ALCOHOL, NOPE: Holly and I stopped drinking after our disappointing Body Fat tests. Over the past three weeks, we felt better than ever. But, vacation – right? Plus we are in NOLA with some great people, did a 12 hour event, so it’s time to celebrate and push “healthy” aside for a bit. Neither of us felt good during or after drinking, to be honest. Was it worth it? Kinda. No. Not really. In coming back to reality – AKA Home – it’s tougher to recover than it should be. It hurts. And I should be smarter about these things as I get older. Alcohol does not help with durability, resilience, strength, or endurance. And it certainly didn’t help me enjoy life, the people I was with, or the city I was in any more than I already was

KNOW YOUR LIMITS BEFORE FAILURE: During the Welcome Party of the GRT Reunion Tough – the part where we PT well past muscle failure to get our minds right – there was a Casualty Carry section. I paired up with another guy of similar size & weight. We carried each other the length of the soccer field and back no problem – without rucks.

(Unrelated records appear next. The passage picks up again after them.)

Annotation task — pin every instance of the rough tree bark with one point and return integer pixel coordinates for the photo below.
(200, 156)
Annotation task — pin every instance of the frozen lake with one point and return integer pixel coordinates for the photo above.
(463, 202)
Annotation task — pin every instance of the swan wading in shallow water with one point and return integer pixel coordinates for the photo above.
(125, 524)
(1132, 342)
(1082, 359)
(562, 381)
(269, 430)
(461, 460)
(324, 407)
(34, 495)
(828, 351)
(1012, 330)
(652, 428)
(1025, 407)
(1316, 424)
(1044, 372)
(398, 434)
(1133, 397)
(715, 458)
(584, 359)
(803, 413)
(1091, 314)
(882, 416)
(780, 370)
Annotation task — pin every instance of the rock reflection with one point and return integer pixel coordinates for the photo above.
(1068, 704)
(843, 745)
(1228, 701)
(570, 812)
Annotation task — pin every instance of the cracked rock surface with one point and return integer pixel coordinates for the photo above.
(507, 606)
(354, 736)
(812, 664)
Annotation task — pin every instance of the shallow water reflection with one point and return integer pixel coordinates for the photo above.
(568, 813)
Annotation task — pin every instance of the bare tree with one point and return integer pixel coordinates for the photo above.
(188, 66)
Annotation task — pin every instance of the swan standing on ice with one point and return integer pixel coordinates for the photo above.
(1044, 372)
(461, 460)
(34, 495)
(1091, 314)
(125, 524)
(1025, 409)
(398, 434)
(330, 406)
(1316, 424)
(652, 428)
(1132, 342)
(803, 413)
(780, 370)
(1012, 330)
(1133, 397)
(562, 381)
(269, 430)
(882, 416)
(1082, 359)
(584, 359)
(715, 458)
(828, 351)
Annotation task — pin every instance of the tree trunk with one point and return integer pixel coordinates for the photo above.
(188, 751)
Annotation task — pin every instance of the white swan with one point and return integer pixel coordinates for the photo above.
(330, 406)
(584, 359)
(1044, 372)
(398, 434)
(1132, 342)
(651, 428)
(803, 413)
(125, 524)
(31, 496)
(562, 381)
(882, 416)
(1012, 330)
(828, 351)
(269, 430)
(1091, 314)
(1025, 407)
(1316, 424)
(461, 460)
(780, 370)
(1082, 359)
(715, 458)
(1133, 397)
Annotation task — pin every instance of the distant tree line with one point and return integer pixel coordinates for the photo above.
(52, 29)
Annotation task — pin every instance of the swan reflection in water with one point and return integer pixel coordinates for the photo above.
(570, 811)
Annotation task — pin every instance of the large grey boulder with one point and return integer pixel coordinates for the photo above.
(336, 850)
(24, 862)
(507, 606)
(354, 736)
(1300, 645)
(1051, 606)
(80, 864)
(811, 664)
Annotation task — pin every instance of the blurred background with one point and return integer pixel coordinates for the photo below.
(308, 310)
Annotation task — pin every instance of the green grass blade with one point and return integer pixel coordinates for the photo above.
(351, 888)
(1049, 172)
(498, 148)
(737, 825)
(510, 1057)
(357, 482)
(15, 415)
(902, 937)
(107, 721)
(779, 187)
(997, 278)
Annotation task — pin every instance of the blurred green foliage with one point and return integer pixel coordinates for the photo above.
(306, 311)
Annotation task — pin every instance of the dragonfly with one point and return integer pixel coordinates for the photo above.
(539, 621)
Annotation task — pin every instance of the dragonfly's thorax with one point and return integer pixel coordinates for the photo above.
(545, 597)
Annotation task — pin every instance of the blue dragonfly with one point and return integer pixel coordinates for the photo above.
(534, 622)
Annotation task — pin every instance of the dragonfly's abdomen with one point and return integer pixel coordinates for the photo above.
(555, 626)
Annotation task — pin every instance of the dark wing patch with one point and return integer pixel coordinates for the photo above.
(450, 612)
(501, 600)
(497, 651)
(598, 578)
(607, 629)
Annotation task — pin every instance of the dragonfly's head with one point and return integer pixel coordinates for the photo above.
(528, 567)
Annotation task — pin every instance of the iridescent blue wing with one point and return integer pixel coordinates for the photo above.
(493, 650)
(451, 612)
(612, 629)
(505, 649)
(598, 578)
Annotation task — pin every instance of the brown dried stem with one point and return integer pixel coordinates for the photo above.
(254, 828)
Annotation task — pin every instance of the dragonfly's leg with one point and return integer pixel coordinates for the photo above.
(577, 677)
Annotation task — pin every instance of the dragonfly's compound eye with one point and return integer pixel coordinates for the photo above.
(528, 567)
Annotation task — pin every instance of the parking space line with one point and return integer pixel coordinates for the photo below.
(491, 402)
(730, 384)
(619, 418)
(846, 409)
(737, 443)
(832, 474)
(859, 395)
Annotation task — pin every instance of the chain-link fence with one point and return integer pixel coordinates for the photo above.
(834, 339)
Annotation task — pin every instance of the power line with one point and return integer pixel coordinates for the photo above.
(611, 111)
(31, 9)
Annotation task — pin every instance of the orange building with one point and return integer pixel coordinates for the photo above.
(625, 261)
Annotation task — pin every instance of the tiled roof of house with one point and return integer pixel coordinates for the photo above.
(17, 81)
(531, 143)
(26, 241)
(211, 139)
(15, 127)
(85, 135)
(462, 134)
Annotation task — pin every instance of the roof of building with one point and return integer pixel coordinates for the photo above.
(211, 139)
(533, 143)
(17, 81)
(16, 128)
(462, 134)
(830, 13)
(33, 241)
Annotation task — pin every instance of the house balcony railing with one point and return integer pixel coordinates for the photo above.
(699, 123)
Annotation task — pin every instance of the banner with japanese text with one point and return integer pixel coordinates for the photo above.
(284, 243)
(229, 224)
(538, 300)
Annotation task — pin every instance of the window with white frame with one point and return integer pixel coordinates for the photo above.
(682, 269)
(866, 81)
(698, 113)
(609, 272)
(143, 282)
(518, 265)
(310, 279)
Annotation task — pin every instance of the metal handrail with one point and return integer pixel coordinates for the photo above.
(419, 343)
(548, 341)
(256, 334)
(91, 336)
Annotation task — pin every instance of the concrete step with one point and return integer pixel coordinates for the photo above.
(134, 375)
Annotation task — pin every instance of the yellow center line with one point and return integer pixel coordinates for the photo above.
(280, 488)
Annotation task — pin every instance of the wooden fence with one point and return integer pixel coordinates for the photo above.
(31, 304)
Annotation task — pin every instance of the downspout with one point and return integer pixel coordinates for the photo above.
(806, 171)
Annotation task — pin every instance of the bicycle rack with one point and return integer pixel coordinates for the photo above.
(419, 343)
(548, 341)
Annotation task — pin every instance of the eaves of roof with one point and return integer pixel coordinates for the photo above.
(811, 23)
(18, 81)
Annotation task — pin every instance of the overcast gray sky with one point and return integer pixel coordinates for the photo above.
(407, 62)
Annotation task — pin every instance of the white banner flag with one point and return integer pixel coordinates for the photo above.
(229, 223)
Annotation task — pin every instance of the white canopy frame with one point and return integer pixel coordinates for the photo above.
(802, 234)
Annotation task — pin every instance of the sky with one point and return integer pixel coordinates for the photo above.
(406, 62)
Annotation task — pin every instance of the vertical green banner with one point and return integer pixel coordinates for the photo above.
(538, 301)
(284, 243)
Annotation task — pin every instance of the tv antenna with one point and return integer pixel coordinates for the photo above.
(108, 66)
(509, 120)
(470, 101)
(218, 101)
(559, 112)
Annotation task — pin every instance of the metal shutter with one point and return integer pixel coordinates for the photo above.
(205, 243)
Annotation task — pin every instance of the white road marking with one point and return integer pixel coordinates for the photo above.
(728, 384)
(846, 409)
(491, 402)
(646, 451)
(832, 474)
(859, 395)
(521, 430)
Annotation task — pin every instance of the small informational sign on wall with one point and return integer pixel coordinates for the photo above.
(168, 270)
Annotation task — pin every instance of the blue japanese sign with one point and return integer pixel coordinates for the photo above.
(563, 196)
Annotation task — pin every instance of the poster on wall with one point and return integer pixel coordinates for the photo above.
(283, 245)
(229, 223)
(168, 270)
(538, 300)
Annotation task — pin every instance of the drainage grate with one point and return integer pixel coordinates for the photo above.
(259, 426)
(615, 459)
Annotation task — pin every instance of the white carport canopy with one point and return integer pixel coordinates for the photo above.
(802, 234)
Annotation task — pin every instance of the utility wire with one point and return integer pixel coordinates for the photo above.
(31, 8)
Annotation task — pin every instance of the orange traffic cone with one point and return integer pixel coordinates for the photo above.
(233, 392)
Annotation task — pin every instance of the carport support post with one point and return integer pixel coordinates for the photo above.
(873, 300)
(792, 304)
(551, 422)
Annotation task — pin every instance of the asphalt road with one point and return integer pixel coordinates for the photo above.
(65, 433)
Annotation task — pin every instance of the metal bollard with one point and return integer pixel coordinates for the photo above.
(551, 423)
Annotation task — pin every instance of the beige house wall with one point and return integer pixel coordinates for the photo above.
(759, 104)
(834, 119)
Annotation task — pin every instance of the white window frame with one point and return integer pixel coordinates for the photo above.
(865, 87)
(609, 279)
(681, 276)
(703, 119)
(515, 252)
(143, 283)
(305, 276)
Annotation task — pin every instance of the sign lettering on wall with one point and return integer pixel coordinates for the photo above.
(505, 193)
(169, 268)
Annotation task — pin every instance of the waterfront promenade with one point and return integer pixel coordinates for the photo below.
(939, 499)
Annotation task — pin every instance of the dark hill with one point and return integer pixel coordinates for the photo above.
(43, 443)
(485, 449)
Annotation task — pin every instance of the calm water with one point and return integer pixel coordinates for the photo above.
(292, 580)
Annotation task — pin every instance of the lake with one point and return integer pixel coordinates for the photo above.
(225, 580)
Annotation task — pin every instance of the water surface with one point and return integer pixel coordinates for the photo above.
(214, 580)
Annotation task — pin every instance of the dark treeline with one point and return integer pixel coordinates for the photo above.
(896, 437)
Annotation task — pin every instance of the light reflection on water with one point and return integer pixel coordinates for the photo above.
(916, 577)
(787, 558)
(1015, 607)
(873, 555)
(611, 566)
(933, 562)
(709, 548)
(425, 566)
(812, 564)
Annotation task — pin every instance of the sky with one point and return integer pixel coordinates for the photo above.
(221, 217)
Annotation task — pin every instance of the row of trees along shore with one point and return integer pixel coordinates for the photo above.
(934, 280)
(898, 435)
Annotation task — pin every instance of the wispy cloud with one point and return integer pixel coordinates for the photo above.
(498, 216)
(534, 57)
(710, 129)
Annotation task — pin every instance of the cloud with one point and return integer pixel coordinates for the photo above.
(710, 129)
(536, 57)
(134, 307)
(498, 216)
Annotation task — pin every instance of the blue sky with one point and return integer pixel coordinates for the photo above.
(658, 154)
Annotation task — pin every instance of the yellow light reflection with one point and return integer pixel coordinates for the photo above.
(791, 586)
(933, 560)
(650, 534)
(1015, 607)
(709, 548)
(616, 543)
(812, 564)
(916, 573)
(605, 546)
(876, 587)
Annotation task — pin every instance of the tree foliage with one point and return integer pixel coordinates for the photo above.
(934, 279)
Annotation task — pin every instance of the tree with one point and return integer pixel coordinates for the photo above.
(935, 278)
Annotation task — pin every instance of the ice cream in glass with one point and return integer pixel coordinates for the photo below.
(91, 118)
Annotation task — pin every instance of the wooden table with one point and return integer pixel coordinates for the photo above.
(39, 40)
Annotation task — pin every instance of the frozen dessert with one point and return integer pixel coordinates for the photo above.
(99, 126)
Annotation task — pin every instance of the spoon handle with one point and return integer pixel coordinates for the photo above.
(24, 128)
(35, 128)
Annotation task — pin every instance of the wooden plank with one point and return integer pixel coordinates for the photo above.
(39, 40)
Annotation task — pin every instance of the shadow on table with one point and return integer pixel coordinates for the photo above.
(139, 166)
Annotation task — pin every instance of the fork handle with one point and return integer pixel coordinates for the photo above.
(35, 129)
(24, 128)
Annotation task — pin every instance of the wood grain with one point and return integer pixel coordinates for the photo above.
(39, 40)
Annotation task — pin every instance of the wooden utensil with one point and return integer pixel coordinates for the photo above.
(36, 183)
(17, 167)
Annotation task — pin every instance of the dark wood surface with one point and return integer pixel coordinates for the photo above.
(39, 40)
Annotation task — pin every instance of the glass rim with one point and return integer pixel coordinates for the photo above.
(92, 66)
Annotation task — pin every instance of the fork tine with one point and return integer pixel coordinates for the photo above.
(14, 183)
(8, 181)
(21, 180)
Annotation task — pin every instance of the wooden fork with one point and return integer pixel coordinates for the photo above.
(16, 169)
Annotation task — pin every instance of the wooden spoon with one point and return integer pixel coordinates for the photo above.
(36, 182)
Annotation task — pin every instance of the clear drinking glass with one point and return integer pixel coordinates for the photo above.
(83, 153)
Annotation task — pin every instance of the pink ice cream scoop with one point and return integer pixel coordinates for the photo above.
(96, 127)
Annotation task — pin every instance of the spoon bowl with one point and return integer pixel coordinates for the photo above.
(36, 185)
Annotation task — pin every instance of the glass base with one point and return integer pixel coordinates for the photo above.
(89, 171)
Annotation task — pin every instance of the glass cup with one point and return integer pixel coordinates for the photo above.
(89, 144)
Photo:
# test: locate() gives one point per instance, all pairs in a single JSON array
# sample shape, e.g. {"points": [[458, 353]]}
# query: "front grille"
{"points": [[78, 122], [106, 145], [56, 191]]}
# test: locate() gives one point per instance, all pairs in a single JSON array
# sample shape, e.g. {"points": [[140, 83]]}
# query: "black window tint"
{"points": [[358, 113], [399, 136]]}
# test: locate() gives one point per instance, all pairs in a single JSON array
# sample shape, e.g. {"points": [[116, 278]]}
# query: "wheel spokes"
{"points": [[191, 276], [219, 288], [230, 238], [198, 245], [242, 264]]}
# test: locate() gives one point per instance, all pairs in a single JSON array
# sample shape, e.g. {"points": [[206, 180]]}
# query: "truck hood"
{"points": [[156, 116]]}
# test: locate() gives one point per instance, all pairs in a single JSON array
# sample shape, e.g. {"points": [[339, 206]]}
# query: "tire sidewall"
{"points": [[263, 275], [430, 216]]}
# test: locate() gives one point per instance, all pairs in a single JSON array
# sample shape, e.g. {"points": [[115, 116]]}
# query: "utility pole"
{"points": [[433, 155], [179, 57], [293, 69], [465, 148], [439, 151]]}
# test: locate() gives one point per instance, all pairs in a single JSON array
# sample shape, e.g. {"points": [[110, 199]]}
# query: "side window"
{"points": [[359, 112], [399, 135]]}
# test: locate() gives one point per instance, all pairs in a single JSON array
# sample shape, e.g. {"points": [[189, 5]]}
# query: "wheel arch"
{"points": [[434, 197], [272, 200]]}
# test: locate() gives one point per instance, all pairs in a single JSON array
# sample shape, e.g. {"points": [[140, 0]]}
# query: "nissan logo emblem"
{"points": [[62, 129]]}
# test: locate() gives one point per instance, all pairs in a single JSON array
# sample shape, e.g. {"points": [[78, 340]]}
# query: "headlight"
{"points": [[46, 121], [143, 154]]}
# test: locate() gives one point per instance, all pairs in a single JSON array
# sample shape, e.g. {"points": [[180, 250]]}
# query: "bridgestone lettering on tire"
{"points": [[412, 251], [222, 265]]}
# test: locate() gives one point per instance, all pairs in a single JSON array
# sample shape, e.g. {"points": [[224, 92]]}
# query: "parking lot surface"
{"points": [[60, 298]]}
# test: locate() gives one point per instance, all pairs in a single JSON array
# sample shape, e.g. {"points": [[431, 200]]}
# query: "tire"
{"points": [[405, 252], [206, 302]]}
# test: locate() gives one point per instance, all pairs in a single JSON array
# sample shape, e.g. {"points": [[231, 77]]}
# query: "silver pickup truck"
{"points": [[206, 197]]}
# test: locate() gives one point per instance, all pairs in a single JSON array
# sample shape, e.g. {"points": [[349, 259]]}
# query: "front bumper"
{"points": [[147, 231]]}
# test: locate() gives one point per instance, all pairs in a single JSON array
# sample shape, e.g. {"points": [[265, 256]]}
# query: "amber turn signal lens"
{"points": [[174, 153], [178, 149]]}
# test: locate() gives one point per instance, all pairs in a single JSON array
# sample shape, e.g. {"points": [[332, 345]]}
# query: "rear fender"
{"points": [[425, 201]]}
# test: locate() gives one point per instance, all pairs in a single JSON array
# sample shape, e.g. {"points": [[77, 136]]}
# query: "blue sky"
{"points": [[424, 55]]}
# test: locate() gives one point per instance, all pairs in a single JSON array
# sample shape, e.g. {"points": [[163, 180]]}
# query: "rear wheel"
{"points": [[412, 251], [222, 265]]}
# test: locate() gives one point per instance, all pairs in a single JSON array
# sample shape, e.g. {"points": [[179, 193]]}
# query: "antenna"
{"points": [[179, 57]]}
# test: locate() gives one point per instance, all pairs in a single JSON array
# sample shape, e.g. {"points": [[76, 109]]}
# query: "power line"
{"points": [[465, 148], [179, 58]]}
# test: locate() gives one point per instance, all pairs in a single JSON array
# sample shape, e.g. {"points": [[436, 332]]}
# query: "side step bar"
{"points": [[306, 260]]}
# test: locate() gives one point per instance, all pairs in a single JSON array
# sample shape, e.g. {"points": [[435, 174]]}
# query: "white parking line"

Next we loaded up with 35#-40# rucks each and setup for another round of Casualty Carries. I started getting him on my shoulders and my core just gave out. I dumped my teammate to the ground and strained my neck, shoulders, back, and abs pretty good. Of course, I couldn’t accept that failure – so I setup to try again.  Nope. I went down again. I failed. I failed my team (as I didn’t ask for help), I failed my teammate (as I couldn’t get him off the battlefield), and I failed myself (as I didn’t know my limits). This left me much less effective through the remainder of the event, and will impact training this coming week. Fuck. Lesson learned? Yup. Know your limits.

Great weekend. Worth the extra pounds as it lead to good learning. Now to get on with recovery and get back to training this week.

WHAT DID YOU DO THIS PAST WEEK? WHAT HAVE YOU LEARNED?